Additional trends include increased pricing for cybersecurity policies due to the increase in cybersecurity attacks, incomplete information for insurers underwriting and pricing cybersecurity policies (including the full extent of damages still to be seen), and disputes about cybersecurity coverage in existing policies (including, e.g., silent cyber risk in crime and liability policies).

 

Insurance Coverage Law Center: What kinds of insurance litigation do you expect to see more of in 2022?

Eric Dinallo: As regulators begin to provide more guidance on the intersection of AI and discrimination, we believe we could see more targeted exams and enforcement actions around potential proxy discrimination involving large data sets or advanced modeling techniques.  As we have mentioned above and throughout our Debevoise webcasts, we are working with insurers to face complex, ongoing challenges regarding which factors they may use in their underwriting and which frameworks should be followed in integrating complex or novel technologies.

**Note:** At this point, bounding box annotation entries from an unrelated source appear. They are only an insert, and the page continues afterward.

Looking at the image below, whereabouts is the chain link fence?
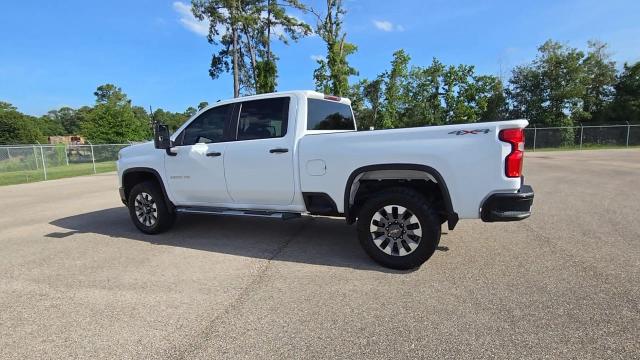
[0,144,129,185]
[525,124,640,151]
[0,124,640,185]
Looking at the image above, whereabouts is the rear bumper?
[480,185,533,222]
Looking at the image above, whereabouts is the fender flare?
[122,167,175,209]
[344,163,458,230]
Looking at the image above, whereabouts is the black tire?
[357,188,440,270]
[127,181,176,234]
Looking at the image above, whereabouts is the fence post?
[36,141,47,180]
[87,141,97,174]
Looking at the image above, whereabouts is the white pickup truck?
[118,91,533,269]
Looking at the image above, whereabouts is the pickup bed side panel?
[298,120,527,219]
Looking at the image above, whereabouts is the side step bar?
[176,206,302,220]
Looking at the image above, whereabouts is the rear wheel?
[357,188,440,270]
[128,181,175,234]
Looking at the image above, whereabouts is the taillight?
[499,129,524,177]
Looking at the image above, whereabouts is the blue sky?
[0,0,640,115]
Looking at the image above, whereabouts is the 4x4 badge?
[449,129,491,135]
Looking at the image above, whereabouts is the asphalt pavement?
[0,149,640,359]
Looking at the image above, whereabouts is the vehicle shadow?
[46,207,449,273]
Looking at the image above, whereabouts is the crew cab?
[118,91,534,269]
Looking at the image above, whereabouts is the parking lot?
[0,150,640,359]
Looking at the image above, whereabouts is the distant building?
[49,135,86,145]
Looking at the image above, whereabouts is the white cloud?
[373,20,404,32]
[173,1,209,36]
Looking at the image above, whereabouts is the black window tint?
[307,99,355,130]
[238,97,289,140]
[181,105,231,145]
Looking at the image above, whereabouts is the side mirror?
[153,124,171,149]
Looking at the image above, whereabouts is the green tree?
[198,101,209,111]
[577,41,616,121]
[0,101,18,111]
[0,102,43,145]
[36,110,66,137]
[404,58,446,126]
[509,40,586,127]
[382,50,411,129]
[81,84,151,144]
[311,0,358,96]
[191,0,311,97]
[609,61,640,124]
[254,0,311,94]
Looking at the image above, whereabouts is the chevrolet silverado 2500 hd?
[118,91,533,269]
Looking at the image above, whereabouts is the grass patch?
[0,161,116,186]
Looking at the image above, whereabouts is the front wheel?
[129,181,175,234]
[357,188,440,270]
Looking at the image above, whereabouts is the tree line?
[0,84,209,144]
[0,0,640,143]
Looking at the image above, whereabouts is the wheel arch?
[122,167,174,211]
[344,163,458,230]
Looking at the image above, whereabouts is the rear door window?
[178,105,232,145]
[307,99,356,130]
[238,97,289,140]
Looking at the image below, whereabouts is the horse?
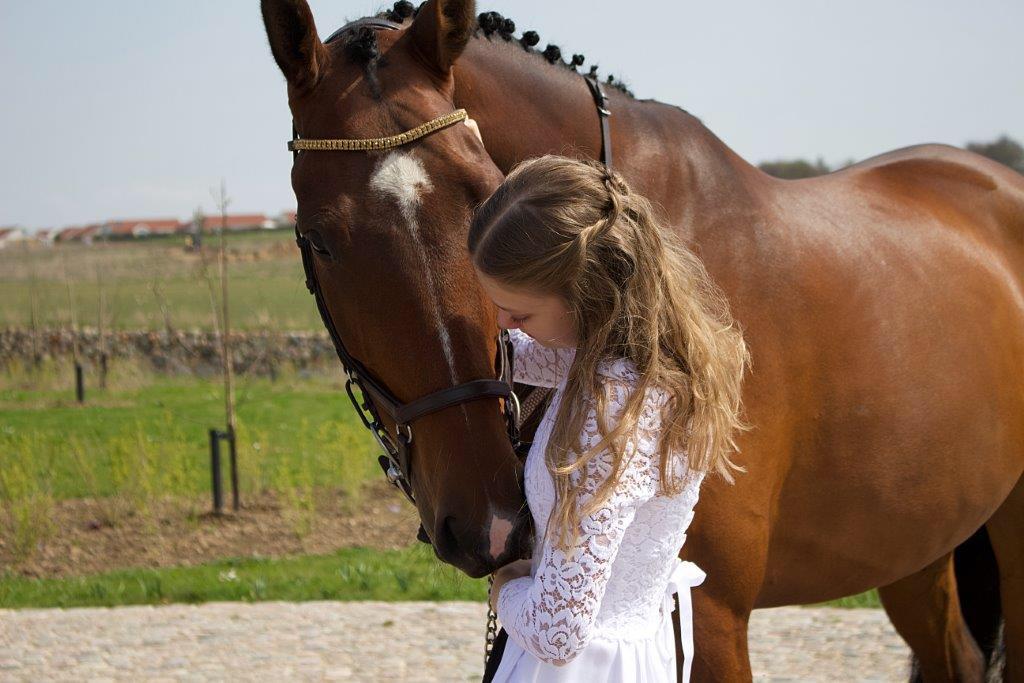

We also expect that insurers will need to be vigilant in the areas of ESG, including regarding climate risks in assets and liabilities, and in DEI issues.

Regarding cybersecurity, the DFS has stated that it intends to reopen Part 500 for refinement to take into account the changing landscape of cybersecurity in the five years since the DFS promulgated the regulation (e.g., the greatly increased incidence of ransomware).  Also, cyber insurance is now sought by a much broader array of businesses and will be tested against losses and policyholder expectations.

 

Insurance Coverage Law Center: Is there anything else about the transition between 2021 and 2022 that you think will have an impact on the insurance industry?

Eric Dinallo: We believe the next year will see the insurance industry and regulators strongly focus on determining what constitutes proxy discrimination and what does not, better defining appropriate practices in this area.  Additionally, regulators and insurers will continue to assess ESG issues.  There is serious work to be done by regulators and insurers, which have been collaborating more and more on complex challenges that need to be addressed more and more swiftly.